4. SIRT1 Functions in the Hypothalamic-Pituitary-Gonadal (HPG) Axis
The HPG axis plays a significant role in regulating reproductive functions, life cycle, and sexual dimorphism. SIRT1 is a key player in regulating the activities of the HPG (hypothalamus-pituitary–gonadal) axis and neuroendocrine systems[
73].
Sirt1 is expressed in neurons as well, particularly those that control the hypothalamus’ metabolic activity [
73]. There exists a diffused network of GnRH neurons called pulse-generator in the hypothalamus; it is responsible for the releasing of GnRH. Gonads synthesize estrogen and testosterone under the influence of LH and FSH secreted under the stimulation of pulsatile secretion of GnRH[
74,
75].
Sirt1-knockout results in decreased hypothalamic gonadotropin-releasing hormone (GnRH) expression, and consequently lower serum LH and FSH levels and aberrant spermatogenesis, suggesting the significance of SIRT1 in regulating the HPG axis[
42]. Furthermore,
miR-132/212-mediated action of GnRH involved a posttranscriptional decrease in
Sirt1. Subsequently, SIRT1-dependent FOXO1 deacetylation was decreased, limiting FOXO1-mediated inhibition of Fshβ transcription. This decrease in the FOXO1 deacetylation resulted in upregulation of Fshβ in rat primary pituitary cells and LβT2 cell line [
76], further supporting the significance of SIRT1 in the HPG axis.
The function of SIRT1 has also been discovered in the hypothalamic Kiss1 neurons, where it inhibits
Kiss1 activity [
77]. Hence, SIRT1 controls puberty by regulating the puberty-stimulating gene,
Kiss1 [
77]. In line with it,
Sirt1-deficient mice exhibited central hypogonadism due to aberrant migration of GnRH neurons to the hypothalamus, suggesting that SIRT1 may play an important role in the regulation of the reproductive axis [
78]. In addition, hypogonadotropic hypogonadism has been found in
Sirt1−/− mice due to failure of GnRH neural migration.

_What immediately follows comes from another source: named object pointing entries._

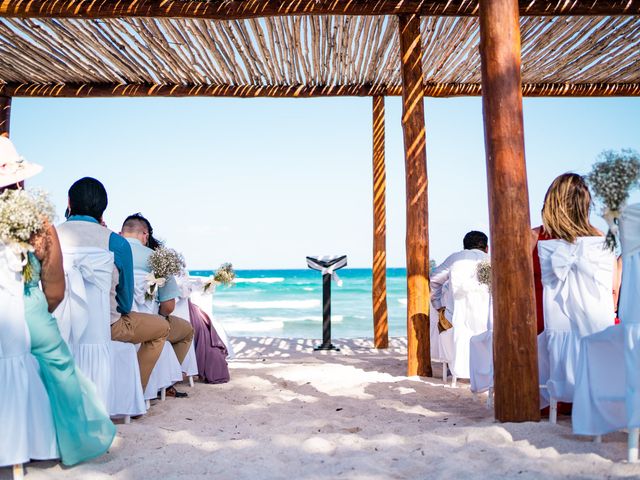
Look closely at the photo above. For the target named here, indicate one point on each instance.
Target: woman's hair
(567, 204)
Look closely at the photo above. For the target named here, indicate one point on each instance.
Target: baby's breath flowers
(483, 273)
(612, 178)
(23, 213)
(163, 263)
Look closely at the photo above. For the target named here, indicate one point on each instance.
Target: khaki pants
(180, 336)
(150, 331)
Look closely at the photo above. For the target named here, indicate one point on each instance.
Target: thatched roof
(300, 55)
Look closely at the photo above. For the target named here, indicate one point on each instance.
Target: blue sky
(264, 182)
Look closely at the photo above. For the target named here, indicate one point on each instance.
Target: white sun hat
(13, 168)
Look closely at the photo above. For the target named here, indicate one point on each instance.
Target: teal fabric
(141, 255)
(83, 427)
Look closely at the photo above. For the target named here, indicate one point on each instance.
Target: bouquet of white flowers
(163, 263)
(483, 273)
(611, 180)
(23, 213)
(225, 275)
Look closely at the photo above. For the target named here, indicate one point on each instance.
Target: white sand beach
(290, 413)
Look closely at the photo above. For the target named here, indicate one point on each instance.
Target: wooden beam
(236, 9)
(303, 91)
(5, 116)
(415, 155)
(379, 290)
(514, 330)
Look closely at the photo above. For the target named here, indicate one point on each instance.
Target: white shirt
(441, 295)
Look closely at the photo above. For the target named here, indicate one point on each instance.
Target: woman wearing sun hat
(83, 428)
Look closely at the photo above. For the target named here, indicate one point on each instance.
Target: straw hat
(13, 168)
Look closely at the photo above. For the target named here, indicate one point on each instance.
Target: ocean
(288, 303)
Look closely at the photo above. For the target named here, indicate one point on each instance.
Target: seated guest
(461, 301)
(83, 228)
(137, 231)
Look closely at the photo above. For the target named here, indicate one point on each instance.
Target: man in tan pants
(138, 232)
(84, 228)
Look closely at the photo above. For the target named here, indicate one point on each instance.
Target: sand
(291, 413)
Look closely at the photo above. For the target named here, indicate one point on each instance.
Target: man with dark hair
(83, 228)
(455, 279)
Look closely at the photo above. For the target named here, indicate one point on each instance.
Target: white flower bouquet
(612, 178)
(163, 263)
(483, 273)
(23, 213)
(225, 275)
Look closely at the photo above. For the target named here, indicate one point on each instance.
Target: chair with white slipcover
(577, 280)
(167, 370)
(27, 424)
(607, 392)
(189, 364)
(84, 321)
(470, 307)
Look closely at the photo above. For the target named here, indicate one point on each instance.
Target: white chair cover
(189, 364)
(84, 315)
(607, 380)
(27, 425)
(577, 282)
(470, 307)
(167, 370)
(481, 357)
(204, 300)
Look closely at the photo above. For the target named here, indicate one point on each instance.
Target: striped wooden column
(379, 291)
(514, 328)
(417, 238)
(5, 116)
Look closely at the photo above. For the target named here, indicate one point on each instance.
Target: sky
(262, 183)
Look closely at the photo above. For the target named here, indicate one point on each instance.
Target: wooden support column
(5, 116)
(417, 239)
(380, 312)
(514, 329)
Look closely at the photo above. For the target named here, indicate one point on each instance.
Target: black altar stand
(327, 265)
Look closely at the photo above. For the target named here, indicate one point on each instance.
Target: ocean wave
(273, 304)
(260, 280)
(304, 318)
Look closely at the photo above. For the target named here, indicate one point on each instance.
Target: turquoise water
(288, 303)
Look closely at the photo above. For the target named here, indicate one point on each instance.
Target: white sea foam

SIRT1’s catalytic domain promotes GN11 (mouse neuronal cell line) migration via deacetylating cortactin [
78]. SIRT1 is found in the steroidogenic factor 1 (SF1) neuron of the ventromedial hypothalamic nucleus (VMH) and the pro-opiomelanocortin (POMC) and agouti-related protein (AgRP) neurons of the arcuate nucleus (ARH) [
79,
80,
81]. Due to aberrant sympathetic activity, energy imbalance was seen in POMC neuron-specific
Sirt1−/− mice [
80]. Likewise, insulin resistance in skeletal muscles was observed in
Sirt1-deficient SF1 neurons, while
Sirt1-overexpression resulted in induced obesity and insulin resistance [
79]. Moreover, overexpression of
Sirt1 prevented age-related weight gain in POMC or AgRP neurons. However, energy expenditure due to sympathetic activity was increased in the former one while food intake was reduced in the latter one, suggesting the existence of a hypothalamic nuclei-specific regulation [
81]. Moreover, there was a higher level of SIRT1 in dorsomedial (DMH) and lateral hypothalamic nuclei (LHN) upon limiting the food provision [
8]. Overexpression of
Sirt1 in the brain cells of mice resulted in a longer life span characterized by the overactivity of DMH and LHN via elevated levels of orexin type 2 receptor (Ox2r) [
8], suggesting a tissue-specific role of SIRT1 in regulating and maintaining hunger, use of energy, metabolic activities, and longevity.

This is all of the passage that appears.